In a game where the DM stops things from being broken, but allows things to be powerful, whatever the most powerful thing is that can be done, the Sorcerer can do a bunch of things at that power level. The Beguiler usually cannot, or can maybe do one thing if optimized for it. For every Beguiler trick for serious power, there's a stronger Sorcerer one. Beguilers can increase their spell list with Arcane Disciple and thus gain one or two nice spells that they can cast once per day each... Sorcerers can take Mage of the Arcane Order and have access to all the utility spells they want from the Sorcerer/Wizard list. Beguilers can cast the entire Cleric spell list spontaneously with a Dragonwrought Kobold Master of the Horde, while Sorcerers can use Mage of the Arcane Order with Loredrake and the Greater Draconic Rite to cast at +3 Sorcerer level and still have just as many spells off a generally better list. It doesn't matter what optimization level you do, there's always a way for the Sorcerer to have something stronger unless the DM nerfs everything stronger.
Really, the difference between the Sorcerer and the Beguiler is much like the difference between the Warblade and the Fighter. The Fighter can get one or two really strong tricks (do a lot of damage on the charge, do a lot of damage with archery, trip) and do those one or two tricks as well as the Warblade. But the Warblade can do all kinds of different things. And you're like the guy who thinks Fighters are awesome and upon hearing that Warblades are great because they have White Raven Tactics says "Look, with two Martial Studies and a cheap item Fighters can get White Raven Tactics once per encounter! They're clearly better than Warblades!" And of course they don't get that it wasn't just White Raven Tactics, and there's a big difference between sacrificing valuable feats and just getting something easily as you level up (and getting a better version, too). It's not a perfect analogy because the Fighter is very inflexible and the Beguiler is far less so, but it holds well. I mention that Sorcerers can get Animate Dead, and you come back with the fact that Beguilers can spend a feat and gain some MAD to cast that one spell once per day, showing they can be clearly better.

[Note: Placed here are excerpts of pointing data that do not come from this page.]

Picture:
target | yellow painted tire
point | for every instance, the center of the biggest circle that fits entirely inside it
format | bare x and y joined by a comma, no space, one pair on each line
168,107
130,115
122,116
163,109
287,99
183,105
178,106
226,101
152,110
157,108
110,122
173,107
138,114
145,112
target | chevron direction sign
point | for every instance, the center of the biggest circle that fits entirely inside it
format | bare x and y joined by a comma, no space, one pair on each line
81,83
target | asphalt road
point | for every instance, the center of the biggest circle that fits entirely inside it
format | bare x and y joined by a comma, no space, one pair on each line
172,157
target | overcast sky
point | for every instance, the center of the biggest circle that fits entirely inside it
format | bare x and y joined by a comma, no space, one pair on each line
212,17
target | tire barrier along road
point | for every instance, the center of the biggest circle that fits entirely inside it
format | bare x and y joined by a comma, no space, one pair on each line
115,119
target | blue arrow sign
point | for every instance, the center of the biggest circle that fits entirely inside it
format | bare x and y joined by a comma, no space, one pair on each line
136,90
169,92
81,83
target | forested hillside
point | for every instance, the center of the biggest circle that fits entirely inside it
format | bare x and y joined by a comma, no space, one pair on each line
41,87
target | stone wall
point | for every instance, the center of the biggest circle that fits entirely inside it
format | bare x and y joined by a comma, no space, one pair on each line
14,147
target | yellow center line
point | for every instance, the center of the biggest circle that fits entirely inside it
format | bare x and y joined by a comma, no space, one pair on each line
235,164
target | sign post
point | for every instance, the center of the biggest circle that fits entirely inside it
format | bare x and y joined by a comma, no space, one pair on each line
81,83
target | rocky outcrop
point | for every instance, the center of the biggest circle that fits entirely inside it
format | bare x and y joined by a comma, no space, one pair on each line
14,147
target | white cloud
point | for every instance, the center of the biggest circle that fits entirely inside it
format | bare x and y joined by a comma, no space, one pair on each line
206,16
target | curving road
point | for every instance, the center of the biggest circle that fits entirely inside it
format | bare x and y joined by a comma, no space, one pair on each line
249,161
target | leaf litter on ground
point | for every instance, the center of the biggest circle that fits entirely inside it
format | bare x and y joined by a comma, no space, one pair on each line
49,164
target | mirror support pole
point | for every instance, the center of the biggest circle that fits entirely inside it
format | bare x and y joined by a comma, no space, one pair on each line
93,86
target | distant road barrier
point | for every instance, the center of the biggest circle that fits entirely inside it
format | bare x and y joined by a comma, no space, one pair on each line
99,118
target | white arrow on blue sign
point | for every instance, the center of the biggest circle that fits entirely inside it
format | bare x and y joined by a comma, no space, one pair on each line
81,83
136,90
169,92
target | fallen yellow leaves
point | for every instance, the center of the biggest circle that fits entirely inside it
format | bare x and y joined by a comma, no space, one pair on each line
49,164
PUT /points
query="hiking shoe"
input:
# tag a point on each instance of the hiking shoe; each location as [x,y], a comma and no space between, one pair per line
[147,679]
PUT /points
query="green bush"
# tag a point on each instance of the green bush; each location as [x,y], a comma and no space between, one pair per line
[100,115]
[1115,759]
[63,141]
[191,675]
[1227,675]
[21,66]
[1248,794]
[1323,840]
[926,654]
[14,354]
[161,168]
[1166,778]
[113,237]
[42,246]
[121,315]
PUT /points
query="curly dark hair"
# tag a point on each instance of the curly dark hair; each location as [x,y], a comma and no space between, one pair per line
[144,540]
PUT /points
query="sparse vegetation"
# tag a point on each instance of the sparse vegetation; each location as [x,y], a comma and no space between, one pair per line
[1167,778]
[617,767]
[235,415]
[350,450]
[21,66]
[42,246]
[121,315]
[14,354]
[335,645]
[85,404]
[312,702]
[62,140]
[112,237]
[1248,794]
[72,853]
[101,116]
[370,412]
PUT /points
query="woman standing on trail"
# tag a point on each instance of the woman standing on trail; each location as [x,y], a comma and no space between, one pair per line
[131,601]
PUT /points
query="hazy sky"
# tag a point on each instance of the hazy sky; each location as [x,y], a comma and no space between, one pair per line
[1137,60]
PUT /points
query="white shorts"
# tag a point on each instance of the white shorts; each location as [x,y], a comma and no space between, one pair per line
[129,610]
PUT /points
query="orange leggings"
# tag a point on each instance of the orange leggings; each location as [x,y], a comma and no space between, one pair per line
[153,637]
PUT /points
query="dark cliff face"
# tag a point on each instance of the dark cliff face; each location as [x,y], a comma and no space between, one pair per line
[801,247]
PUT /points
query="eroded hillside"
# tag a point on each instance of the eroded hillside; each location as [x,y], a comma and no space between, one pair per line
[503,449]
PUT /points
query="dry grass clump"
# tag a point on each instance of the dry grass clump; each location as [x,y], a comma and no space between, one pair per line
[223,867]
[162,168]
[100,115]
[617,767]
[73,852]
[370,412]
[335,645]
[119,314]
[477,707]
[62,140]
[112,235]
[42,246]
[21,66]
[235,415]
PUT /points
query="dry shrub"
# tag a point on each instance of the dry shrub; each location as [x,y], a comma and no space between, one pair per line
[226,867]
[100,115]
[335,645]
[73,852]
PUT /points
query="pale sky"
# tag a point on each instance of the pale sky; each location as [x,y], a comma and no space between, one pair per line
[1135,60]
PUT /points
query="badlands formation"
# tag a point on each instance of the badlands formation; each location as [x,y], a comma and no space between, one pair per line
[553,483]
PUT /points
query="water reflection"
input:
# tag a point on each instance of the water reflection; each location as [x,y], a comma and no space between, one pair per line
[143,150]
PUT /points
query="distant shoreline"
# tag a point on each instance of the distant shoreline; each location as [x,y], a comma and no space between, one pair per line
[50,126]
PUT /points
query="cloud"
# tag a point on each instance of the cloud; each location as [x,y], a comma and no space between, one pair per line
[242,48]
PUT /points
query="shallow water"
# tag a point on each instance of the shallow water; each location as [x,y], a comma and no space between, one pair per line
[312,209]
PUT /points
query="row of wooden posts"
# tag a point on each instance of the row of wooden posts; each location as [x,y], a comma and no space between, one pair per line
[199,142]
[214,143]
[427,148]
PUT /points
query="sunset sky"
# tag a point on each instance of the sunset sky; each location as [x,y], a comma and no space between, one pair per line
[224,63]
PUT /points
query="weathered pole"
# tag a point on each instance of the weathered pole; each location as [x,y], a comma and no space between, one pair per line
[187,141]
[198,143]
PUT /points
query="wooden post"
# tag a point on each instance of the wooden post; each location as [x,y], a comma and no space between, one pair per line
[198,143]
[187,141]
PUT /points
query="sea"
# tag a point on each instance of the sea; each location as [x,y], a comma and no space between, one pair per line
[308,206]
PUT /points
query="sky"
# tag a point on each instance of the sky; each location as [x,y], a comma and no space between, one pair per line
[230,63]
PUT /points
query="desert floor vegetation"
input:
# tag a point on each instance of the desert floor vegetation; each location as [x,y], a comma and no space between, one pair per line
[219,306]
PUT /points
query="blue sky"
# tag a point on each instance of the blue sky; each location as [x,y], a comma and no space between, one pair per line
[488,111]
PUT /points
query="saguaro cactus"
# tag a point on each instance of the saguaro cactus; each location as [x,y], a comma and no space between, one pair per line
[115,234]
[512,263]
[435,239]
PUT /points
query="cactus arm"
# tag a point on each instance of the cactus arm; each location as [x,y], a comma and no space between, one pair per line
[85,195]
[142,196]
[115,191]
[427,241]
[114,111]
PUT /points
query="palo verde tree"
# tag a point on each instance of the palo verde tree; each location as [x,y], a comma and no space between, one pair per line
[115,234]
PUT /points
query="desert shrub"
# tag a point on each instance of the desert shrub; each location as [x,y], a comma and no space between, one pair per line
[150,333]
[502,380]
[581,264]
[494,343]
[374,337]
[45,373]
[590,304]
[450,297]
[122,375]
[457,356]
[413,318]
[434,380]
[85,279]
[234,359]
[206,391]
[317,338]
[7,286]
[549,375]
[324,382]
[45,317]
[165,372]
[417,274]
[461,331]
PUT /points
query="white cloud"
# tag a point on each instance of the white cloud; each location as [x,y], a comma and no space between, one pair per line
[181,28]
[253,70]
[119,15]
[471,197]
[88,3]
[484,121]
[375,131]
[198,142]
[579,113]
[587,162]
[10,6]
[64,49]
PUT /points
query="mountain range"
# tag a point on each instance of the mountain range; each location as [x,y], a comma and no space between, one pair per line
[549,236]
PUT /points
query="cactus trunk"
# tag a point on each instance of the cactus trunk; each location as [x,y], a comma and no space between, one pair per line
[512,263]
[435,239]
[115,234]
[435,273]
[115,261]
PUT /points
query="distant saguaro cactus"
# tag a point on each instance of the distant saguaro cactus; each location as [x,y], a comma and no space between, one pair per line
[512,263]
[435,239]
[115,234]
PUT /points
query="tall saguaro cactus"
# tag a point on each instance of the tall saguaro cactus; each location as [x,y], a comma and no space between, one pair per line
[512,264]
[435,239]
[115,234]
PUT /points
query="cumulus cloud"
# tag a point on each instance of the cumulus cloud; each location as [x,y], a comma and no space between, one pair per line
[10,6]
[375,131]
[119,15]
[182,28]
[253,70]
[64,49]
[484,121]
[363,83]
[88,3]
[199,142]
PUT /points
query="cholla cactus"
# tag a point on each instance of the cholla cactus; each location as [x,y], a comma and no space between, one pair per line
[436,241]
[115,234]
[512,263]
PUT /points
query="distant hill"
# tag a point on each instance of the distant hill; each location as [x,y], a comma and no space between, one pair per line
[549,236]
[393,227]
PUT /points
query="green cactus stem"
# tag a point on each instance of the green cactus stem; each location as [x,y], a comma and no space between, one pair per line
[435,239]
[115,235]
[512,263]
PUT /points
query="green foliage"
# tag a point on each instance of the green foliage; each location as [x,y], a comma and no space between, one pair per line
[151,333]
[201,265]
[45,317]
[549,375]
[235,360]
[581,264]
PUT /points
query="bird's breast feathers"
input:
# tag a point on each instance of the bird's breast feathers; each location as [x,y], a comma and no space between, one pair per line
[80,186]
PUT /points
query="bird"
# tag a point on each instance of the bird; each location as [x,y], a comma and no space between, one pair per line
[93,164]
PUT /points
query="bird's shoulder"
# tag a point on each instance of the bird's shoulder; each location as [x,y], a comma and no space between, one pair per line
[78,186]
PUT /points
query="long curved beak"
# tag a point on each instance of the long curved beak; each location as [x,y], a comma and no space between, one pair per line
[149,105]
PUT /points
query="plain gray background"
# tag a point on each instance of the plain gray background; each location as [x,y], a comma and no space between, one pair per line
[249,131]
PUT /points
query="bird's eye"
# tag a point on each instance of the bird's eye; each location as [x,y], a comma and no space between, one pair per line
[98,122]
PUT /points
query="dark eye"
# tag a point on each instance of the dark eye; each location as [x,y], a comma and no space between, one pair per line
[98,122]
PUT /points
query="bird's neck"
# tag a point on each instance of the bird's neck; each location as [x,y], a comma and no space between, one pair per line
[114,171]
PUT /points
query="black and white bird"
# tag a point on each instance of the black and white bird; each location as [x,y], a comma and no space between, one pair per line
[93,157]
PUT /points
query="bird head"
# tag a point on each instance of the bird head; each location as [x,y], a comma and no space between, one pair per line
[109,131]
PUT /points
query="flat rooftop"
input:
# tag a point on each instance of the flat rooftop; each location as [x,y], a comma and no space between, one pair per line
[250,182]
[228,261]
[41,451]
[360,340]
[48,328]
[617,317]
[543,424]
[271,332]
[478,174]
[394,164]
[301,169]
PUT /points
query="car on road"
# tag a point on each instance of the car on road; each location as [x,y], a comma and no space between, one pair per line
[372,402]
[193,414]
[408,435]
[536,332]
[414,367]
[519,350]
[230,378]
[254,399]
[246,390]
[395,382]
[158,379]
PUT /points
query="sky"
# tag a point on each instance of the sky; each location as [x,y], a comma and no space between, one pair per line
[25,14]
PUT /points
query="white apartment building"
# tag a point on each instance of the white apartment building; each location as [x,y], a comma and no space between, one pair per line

Now, you've said that all you need is one broken thing. But that's not the point at all. One broken thing gets nerfed. One thing at the maximum power available, whatever that is, is most likely not going to work everywhere. You need a bunch of different powerful options to be really strong. This is why a Wizard is far stronger than a Sorcerer, and a Sorcerer is far stronger than a Beguiler... because the Wizard can have just about everything there is at the max power level and thus always have some maximum power thing that fits the situation, the Sorcerer can have a bunch of things at the max power level and thus often have some maximum power thing that fits the situation, and the Beguiler can maybe have one or two things at the max power level and thus might occasionally have something at max power that fits the situation.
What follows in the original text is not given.